Se si ragiona in termini di spazi e libertà per l’animale, allora la catena dà più libertà di movimento al cane che non un box di 4/5 metri quadrati. Questa l’opinione di Enrico Banfi (Società Ornitologica reggiana), che ha ribadito come il divieto di detenzione alla catena sia una “decisione storica”, con conseguenze che saranno da gestire. Altri dubbi Banfi li ha rivolti all’ipotesi di incremento delle sanzioni di cui vuole conoscere le ragioni, auspicando che, sul questo tema, la Regione promuova un’informazione capillare fra i cittadini.

Favorevoli al progetto, inoltre, Luigi Parisini (Lav onlus), Maurizio Pianazzi (associazione Cruelty Free), Lilia Casali (Animal liberation) e Annalisa Amadori (Lav Bologna), che hanno ribadito, portando ad esempio la propria esperienza, come l’inasprimento delle ammende sia adeguato al livello di inadempienza rispetto alla legge. Si va infatti da un minimo ad un massimo delle sanzioni, massimo che “raramente viene comminato e solo in casi gravissimi”. Parisini ha ribadito, tra l’altro, che ci sono cani in situazioni improponibili, per cui bisogna attivare più controlli perché siano rispettate le disposizioni di legge e che c’è una differenza sostanziale tra box e catena, visto che la seconda rappresenta “una coercizione inaccettabile dal punto di vista etologico”.

Pianazzi ha esortato a non utilizzare il discorso economico come un freno alle novità: quando si fanno cambiamenti culturali, come questo, sono altre le ragioni che ci devono sollecitare. Pianazzi punta infatti a un cambiamento di mentalità e, appunto, di cultura, soprattutto di quelle persone che non hanno coscienza delle sofferenze inflitte ai cani dalla costrizione di una catena o di un luogo minimo di contenzione. Per l’esponente di Cruelty free, paradossalmente, senza questo progetto di modifica si verificherebbe la “situazione grottesca” per cui i cani detenuti in canile sarebbero più tutelati che non quelli affidati ai privati”. Così Casali ha ribadito che “non bisogna avere paura del nuovo, ma si deve progredire” e che non solo si devono fare leggi “buone”, ma anche controllare che vengano applicate.
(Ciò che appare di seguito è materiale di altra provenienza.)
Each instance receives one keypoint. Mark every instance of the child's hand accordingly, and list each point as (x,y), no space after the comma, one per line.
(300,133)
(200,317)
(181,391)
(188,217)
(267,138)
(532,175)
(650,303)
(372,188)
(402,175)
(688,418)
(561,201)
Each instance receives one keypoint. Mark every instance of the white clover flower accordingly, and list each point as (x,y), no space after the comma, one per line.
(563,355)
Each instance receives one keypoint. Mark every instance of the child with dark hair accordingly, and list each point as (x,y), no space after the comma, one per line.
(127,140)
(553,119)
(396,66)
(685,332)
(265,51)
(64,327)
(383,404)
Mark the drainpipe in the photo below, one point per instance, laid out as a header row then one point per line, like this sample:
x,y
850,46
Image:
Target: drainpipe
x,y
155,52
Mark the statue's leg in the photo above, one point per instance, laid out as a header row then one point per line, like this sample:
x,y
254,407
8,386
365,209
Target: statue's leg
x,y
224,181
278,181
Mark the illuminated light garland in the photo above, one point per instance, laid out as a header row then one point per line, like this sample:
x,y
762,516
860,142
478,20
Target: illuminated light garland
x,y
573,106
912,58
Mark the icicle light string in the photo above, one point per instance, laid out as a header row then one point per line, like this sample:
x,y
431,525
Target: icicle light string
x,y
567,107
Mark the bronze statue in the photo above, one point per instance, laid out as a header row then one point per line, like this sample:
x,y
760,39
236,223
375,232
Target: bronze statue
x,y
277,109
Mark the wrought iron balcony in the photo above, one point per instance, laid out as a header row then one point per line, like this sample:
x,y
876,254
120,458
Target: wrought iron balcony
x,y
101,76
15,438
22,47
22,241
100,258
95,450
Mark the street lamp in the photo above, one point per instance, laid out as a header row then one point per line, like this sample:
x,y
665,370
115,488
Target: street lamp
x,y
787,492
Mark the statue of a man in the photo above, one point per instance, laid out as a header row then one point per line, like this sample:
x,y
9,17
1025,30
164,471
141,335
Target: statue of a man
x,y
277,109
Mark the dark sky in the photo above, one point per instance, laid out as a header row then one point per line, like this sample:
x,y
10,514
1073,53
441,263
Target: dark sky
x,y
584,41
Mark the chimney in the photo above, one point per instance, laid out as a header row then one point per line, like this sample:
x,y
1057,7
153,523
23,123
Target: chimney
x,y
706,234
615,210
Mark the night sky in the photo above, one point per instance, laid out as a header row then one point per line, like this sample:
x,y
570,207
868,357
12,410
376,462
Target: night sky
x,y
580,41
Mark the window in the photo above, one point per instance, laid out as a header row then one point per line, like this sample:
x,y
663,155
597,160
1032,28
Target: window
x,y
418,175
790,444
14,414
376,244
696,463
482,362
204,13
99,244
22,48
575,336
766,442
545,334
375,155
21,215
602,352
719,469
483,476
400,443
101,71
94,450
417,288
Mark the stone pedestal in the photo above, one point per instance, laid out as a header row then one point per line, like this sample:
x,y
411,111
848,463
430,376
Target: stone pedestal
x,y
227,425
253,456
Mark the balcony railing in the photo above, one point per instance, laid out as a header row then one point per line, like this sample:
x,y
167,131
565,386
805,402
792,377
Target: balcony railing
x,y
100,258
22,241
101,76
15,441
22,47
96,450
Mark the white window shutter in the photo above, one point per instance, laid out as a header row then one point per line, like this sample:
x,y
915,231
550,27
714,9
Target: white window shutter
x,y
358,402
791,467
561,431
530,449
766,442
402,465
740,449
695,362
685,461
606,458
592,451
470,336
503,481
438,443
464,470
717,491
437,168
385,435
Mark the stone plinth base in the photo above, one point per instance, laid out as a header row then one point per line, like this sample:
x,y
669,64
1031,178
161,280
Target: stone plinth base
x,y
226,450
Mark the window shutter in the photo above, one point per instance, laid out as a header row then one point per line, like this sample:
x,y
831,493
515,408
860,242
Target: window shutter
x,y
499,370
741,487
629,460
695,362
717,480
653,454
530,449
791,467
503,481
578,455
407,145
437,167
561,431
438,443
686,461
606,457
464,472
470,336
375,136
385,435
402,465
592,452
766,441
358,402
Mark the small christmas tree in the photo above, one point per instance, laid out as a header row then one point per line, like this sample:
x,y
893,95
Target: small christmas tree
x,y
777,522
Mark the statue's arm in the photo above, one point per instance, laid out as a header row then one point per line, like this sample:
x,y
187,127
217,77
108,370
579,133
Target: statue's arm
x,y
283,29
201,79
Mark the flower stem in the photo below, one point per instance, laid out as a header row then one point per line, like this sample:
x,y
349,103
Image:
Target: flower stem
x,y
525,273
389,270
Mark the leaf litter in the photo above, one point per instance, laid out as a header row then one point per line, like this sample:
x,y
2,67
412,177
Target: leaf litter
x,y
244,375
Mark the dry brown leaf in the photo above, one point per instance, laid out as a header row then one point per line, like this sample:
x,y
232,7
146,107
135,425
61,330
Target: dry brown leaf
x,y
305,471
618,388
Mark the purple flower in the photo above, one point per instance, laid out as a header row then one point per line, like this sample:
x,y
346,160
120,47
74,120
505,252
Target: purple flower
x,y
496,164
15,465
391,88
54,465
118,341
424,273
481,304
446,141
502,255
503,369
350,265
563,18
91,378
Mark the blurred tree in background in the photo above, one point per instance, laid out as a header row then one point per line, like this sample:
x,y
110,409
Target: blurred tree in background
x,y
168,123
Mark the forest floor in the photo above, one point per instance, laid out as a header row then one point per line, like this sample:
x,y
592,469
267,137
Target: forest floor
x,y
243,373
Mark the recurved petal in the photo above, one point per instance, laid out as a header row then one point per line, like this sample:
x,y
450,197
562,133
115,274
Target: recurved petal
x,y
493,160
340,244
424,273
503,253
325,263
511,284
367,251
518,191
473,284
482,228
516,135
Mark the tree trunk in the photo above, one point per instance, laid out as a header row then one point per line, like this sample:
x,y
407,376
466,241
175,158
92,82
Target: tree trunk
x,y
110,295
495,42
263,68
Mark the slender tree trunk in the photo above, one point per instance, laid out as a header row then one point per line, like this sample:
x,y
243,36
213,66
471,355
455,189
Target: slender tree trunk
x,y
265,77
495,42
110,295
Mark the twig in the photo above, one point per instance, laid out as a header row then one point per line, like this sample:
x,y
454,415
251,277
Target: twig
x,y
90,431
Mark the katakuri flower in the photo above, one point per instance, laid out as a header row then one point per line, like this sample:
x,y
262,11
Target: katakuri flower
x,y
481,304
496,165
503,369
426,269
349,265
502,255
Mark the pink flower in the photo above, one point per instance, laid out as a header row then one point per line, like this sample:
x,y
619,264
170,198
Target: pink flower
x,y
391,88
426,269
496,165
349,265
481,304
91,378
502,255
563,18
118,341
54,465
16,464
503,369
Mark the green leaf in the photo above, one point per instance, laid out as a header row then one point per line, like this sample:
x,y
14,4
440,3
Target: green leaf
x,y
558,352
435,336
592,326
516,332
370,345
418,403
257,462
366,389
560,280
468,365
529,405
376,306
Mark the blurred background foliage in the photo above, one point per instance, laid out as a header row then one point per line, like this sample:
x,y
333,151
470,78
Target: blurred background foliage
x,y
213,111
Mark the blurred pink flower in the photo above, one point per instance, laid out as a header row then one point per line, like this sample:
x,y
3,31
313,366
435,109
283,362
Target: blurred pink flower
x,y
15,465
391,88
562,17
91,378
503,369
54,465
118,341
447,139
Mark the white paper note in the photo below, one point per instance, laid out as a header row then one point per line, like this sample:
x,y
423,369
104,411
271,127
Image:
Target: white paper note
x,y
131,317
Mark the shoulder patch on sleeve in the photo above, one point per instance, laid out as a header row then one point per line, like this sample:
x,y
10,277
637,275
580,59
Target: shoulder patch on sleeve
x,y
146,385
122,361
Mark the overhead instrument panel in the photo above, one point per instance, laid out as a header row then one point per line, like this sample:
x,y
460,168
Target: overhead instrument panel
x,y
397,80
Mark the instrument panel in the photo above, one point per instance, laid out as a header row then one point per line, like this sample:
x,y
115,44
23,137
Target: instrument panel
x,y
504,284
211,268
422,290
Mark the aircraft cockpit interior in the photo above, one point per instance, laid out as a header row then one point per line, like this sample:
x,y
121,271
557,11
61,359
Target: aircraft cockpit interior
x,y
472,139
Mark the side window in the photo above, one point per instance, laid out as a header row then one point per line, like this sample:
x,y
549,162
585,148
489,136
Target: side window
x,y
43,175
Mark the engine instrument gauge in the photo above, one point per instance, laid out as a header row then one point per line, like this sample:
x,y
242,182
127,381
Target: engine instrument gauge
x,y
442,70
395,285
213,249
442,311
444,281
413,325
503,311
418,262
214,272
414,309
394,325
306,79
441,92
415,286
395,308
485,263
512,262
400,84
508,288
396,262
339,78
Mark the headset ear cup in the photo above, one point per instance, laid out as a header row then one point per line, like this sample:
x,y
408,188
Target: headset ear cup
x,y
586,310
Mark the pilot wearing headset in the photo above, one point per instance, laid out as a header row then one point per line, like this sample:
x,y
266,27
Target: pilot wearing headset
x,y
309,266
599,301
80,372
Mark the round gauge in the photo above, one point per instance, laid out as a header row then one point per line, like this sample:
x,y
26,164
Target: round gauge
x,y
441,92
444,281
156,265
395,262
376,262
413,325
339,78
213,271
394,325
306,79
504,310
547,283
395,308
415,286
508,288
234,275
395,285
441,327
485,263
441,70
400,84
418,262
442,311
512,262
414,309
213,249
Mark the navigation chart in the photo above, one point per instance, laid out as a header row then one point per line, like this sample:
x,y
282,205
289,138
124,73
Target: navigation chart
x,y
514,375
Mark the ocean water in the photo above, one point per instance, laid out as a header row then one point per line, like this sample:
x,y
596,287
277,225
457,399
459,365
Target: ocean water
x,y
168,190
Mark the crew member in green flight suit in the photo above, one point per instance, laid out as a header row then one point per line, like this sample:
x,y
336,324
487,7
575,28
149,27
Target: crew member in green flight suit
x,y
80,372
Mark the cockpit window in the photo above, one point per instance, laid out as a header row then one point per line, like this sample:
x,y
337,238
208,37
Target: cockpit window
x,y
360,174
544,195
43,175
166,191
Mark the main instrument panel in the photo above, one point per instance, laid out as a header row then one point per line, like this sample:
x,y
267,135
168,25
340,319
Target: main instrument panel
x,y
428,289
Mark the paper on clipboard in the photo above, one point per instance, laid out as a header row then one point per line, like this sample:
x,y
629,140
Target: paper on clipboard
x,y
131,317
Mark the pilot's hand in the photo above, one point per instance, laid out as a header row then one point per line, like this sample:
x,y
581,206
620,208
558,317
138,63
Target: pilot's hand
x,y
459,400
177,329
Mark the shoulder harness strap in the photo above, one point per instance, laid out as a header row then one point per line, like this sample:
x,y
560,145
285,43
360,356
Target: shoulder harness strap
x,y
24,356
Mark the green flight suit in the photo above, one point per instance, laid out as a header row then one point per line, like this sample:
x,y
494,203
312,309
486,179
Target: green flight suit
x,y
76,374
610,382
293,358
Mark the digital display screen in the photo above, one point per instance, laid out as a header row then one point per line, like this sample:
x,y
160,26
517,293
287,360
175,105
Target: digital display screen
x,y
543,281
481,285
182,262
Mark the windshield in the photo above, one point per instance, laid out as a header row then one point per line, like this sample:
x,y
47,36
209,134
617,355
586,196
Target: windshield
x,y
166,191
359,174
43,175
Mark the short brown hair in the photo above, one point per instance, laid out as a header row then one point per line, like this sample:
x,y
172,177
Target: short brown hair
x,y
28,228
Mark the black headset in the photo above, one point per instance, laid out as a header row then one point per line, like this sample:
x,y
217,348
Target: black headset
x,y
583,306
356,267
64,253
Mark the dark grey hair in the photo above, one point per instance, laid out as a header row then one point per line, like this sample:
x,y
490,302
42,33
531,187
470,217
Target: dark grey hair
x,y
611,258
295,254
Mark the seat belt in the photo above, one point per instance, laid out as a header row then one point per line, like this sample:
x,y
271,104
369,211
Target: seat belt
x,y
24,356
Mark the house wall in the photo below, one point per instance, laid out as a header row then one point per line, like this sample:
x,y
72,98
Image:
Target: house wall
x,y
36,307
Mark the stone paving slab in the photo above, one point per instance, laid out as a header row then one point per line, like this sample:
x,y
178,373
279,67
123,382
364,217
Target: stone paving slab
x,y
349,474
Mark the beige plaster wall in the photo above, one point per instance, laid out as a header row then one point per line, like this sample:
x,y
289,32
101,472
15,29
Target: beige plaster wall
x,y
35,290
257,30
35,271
Anche quando è stata promulgata la legge sull’anagrafe canina c’era chi paventava un inasprimento degli abbandoni, così non è stato e nessuno, oggi, oserebbe dire che questa norma era sbagliata. Amadori, infine, ha ribadito la necessità di spazi e ripari adeguati per gli animali detenuti da privati. C’è bisogno, a suo avviso, di una maggiore cultura sul fatto che gli animali non sono oggetti, ma esseri senzienti, e ha aggiunto che la difficoltà che c’è a informare i cittadini sull’incremento delle sanzioni che la legge comporterà non può rappresentare un ostacolo a innovazioni di civiltà.

Defranceschi ha chiuso i lavori parlando di un “confronto utile”, su un provvedimento che va a toccare una “sensibilità diffusa sul benessere animale”, che deve armonizzarsi con altre esigenze.